I beamed. “That’s pretty much how I always start.” Remembering the instant it came to me, a moment in which I was gazing up at Izzy’s electric performance, swirling my glass of Zinfandel offhandedly, almost finally, nearly, maneuvering with precision, brought a similar pulse. Her rapt eyes and mouth further swelled my heart. The captivated attention she paid made me feel as though she were one of the audience and I the one mesmerizing the room. “The naming is the best part,” I was able to tell her in a steady voice.
“So, what is it called? The suspense is killing me.”
“Monogamousse.”
Delight and adrenaline coursed through my roughened romantic pipes, which had, until tonight, lain dry for months. Izzy began to smile, really smile, not just widening her mouth out of courtesy. Whereas my Internet dates might have privately dismissed me as being entirely frivolous, a half-wit, I had finally found someone who’d receive a performance like this and might just think I was a genius. And an e-mail had brought us together.
“Not bad,” she said. “So many restaurants today seem to have everything but a brilliant concept behind them.”
It was all I could do not to get up and throw my arms around her. I wanted to kiss her.
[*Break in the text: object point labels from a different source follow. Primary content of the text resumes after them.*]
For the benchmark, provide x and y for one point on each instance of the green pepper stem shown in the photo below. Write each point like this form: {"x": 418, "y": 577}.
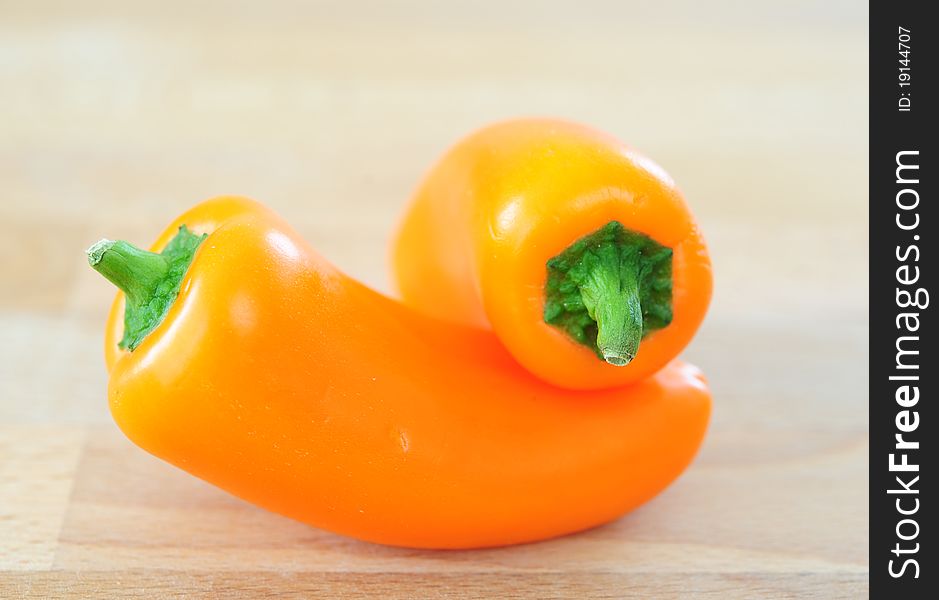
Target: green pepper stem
{"x": 611, "y": 295}
{"x": 136, "y": 272}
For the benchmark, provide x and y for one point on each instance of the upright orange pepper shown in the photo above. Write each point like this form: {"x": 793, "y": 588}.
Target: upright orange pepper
{"x": 252, "y": 363}
{"x": 578, "y": 251}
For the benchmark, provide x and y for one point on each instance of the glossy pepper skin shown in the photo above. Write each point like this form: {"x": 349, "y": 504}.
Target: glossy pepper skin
{"x": 279, "y": 379}
{"x": 474, "y": 244}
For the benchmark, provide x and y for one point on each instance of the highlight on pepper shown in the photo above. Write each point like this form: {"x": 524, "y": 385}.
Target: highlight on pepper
{"x": 577, "y": 251}
{"x": 240, "y": 355}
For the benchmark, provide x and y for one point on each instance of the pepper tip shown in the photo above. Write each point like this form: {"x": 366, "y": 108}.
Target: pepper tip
{"x": 97, "y": 250}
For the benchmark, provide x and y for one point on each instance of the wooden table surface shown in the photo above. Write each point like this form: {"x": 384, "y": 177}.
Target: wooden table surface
{"x": 112, "y": 122}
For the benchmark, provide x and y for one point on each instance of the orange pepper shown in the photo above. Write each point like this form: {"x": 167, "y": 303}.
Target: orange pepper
{"x": 477, "y": 241}
{"x": 279, "y": 379}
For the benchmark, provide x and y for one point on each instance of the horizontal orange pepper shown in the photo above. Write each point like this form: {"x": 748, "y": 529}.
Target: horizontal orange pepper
{"x": 279, "y": 379}
{"x": 493, "y": 231}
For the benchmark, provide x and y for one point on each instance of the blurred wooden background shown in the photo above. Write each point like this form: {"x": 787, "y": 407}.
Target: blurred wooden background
{"x": 115, "y": 117}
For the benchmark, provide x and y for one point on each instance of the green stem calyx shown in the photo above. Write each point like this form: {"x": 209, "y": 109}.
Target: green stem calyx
{"x": 609, "y": 289}
{"x": 150, "y": 281}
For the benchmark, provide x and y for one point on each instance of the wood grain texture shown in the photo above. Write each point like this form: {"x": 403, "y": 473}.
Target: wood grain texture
{"x": 114, "y": 119}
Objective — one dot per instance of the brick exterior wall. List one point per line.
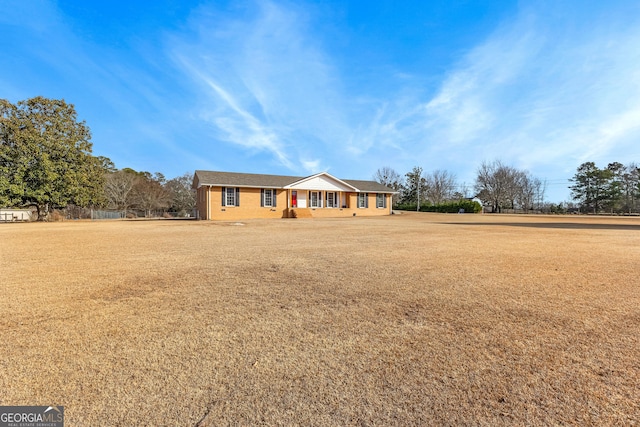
(250, 206)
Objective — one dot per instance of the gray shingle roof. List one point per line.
(235, 179)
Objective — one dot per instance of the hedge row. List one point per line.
(450, 207)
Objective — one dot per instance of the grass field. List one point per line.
(413, 319)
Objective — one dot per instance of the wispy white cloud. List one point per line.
(271, 87)
(543, 92)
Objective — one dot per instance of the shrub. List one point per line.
(447, 207)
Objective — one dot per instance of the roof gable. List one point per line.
(322, 181)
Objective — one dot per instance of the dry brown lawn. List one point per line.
(413, 319)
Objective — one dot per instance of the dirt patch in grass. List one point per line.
(413, 319)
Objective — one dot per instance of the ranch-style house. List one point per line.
(234, 196)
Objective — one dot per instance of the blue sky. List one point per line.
(347, 87)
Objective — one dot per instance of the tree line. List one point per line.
(497, 185)
(46, 162)
(614, 189)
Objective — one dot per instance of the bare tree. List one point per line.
(183, 197)
(389, 177)
(507, 187)
(149, 194)
(440, 186)
(118, 186)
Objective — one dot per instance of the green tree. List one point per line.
(592, 187)
(46, 158)
(415, 188)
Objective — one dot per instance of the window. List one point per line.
(315, 199)
(363, 200)
(230, 196)
(332, 199)
(268, 198)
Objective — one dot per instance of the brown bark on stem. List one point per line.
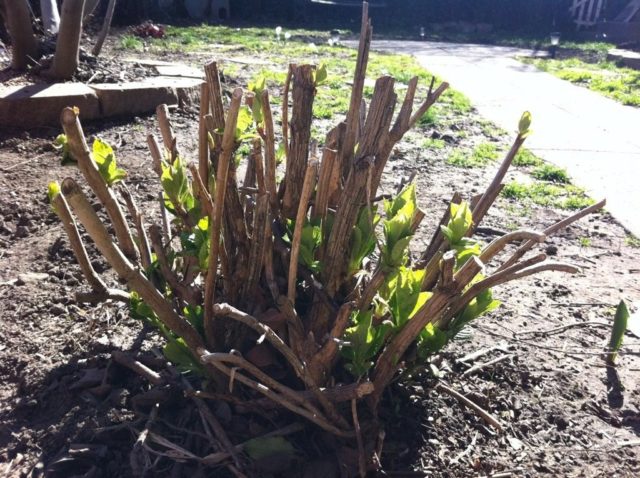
(221, 186)
(305, 195)
(106, 26)
(86, 164)
(203, 140)
(301, 115)
(66, 58)
(125, 269)
(24, 45)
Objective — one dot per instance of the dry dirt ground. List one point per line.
(66, 410)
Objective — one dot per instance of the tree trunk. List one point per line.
(24, 44)
(65, 61)
(50, 16)
(106, 25)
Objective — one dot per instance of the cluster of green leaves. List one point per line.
(551, 173)
(400, 213)
(175, 350)
(456, 230)
(525, 157)
(606, 77)
(433, 338)
(561, 196)
(103, 155)
(105, 158)
(310, 241)
(481, 155)
(363, 238)
(178, 193)
(401, 296)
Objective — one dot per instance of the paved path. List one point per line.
(596, 139)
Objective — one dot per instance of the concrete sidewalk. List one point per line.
(596, 139)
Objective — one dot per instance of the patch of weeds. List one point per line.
(606, 77)
(244, 150)
(481, 155)
(551, 173)
(585, 242)
(456, 102)
(519, 210)
(490, 130)
(526, 158)
(130, 42)
(433, 143)
(564, 196)
(430, 118)
(632, 241)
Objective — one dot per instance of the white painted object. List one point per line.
(50, 16)
(220, 10)
(196, 8)
(586, 12)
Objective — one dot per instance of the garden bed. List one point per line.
(68, 409)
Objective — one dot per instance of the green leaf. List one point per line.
(105, 158)
(264, 447)
(398, 254)
(460, 222)
(177, 352)
(245, 121)
(321, 74)
(177, 188)
(280, 153)
(61, 144)
(53, 190)
(363, 238)
(617, 332)
(431, 341)
(406, 196)
(364, 342)
(525, 124)
(406, 297)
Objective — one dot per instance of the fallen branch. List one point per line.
(486, 416)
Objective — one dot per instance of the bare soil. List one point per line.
(67, 410)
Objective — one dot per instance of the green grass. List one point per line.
(432, 143)
(431, 117)
(551, 173)
(526, 158)
(130, 42)
(632, 241)
(479, 157)
(585, 242)
(619, 83)
(306, 46)
(565, 196)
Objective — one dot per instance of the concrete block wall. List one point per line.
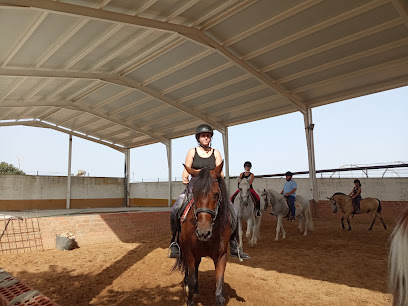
(87, 229)
(19, 192)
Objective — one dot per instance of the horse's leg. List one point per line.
(373, 216)
(240, 232)
(219, 279)
(279, 218)
(382, 220)
(347, 216)
(191, 278)
(283, 230)
(306, 223)
(196, 290)
(249, 227)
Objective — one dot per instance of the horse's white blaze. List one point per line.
(398, 262)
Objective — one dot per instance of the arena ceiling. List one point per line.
(128, 73)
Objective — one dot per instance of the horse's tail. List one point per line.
(379, 206)
(310, 224)
(398, 269)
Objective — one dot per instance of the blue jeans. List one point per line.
(291, 201)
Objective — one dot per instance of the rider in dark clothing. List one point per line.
(250, 176)
(355, 194)
(199, 158)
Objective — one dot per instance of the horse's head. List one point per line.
(264, 198)
(244, 192)
(207, 199)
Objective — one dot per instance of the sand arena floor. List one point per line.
(328, 267)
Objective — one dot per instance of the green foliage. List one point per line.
(6, 168)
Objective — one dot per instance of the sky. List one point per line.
(372, 129)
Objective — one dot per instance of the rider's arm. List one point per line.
(188, 163)
(292, 191)
(218, 160)
(251, 179)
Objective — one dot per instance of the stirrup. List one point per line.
(169, 249)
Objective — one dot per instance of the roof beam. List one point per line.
(345, 76)
(26, 36)
(189, 32)
(114, 79)
(274, 20)
(40, 124)
(102, 115)
(315, 28)
(331, 45)
(402, 10)
(345, 60)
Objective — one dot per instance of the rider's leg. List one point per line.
(257, 203)
(357, 200)
(292, 207)
(235, 250)
(174, 225)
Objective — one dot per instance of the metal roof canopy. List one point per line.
(129, 73)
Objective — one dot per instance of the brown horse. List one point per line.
(398, 262)
(367, 205)
(206, 230)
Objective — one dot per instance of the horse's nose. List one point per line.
(203, 235)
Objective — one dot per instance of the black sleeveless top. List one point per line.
(355, 190)
(243, 176)
(201, 162)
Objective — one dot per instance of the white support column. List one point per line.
(168, 147)
(127, 176)
(310, 152)
(68, 204)
(226, 155)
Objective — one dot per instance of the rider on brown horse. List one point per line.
(202, 156)
(355, 194)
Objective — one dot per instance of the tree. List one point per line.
(6, 168)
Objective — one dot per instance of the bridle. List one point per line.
(212, 212)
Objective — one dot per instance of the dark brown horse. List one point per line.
(206, 230)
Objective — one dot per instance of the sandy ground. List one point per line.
(328, 267)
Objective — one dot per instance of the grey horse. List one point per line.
(245, 208)
(280, 209)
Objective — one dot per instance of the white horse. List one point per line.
(398, 262)
(280, 209)
(245, 208)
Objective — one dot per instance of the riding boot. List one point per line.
(174, 247)
(234, 249)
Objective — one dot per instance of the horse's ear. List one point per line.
(218, 169)
(191, 171)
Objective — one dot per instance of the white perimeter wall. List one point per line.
(13, 187)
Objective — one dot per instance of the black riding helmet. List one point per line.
(357, 181)
(204, 128)
(247, 164)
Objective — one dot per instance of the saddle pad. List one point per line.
(186, 210)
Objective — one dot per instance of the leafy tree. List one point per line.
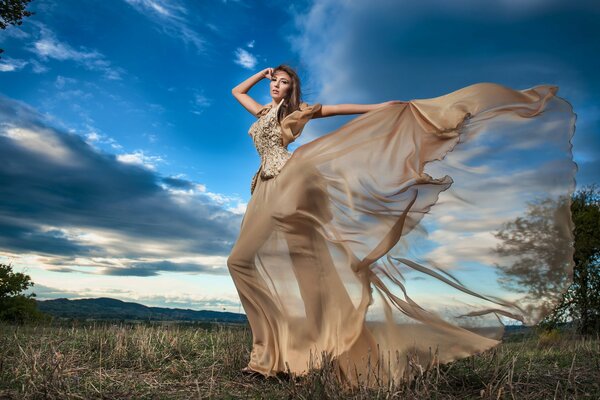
(12, 12)
(536, 243)
(582, 301)
(15, 306)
“Wine could definitely work there.”
“How?”
“Dessert wine is very sexy,” she said. “I could see a delicious tawny port pairing quite nicely with that beautiful hazelnut tart. A couple of small glasses of port—and you’d only need to serve a little bit, in keeping with the diminutive charm of things—and tarts? It would be love at first bite.”
“That’s not a bad slogan,” I said.
“Yes, it is,” she said.
“You’re really good at this,” I said, “and you’ve gotten me thinking. Not just about Monogamousse.” I pushed my drink aside, clearing a narrow space between us, and laid my hand on top of hers. I pressed with the assurance that only this much booze could instill. She looked down at what I was doing, but didn’t comment, as though I’d made no more serious of an overture than to reach for a packet of Splenda. Then she flipped her palm to touch mine. With our fingers interlaced, I stared seriously into her eyes. “How come there’s never a pen around when you find yourself sitting across the table from a wellspring of inspiration?”
She looked away. “I’ve always wanted to be somebody’s muse,” she said.
I paid the check. Outside at the intersection, we waited for the light to change so we could cross the street and hail a southbound taxi. It was freezing out here. I moved my toes and heels and clenched my calves to keep warm. Bouncing around amplified my buzz. We held hands now. When we became still for a moment, I leaned forward to kiss her. She pulled away.
“Wait,” she said.
The wind suddenly turned much colder.
“You can’t kiss me here.”
“Why not?”
“Look.” She turned around, to the pornographically illuminated White Hen Pantry behind us. “It’s a convenience store. That’s not very romantic. That’s not the kind of place where you want to say your first kiss happened. Right?”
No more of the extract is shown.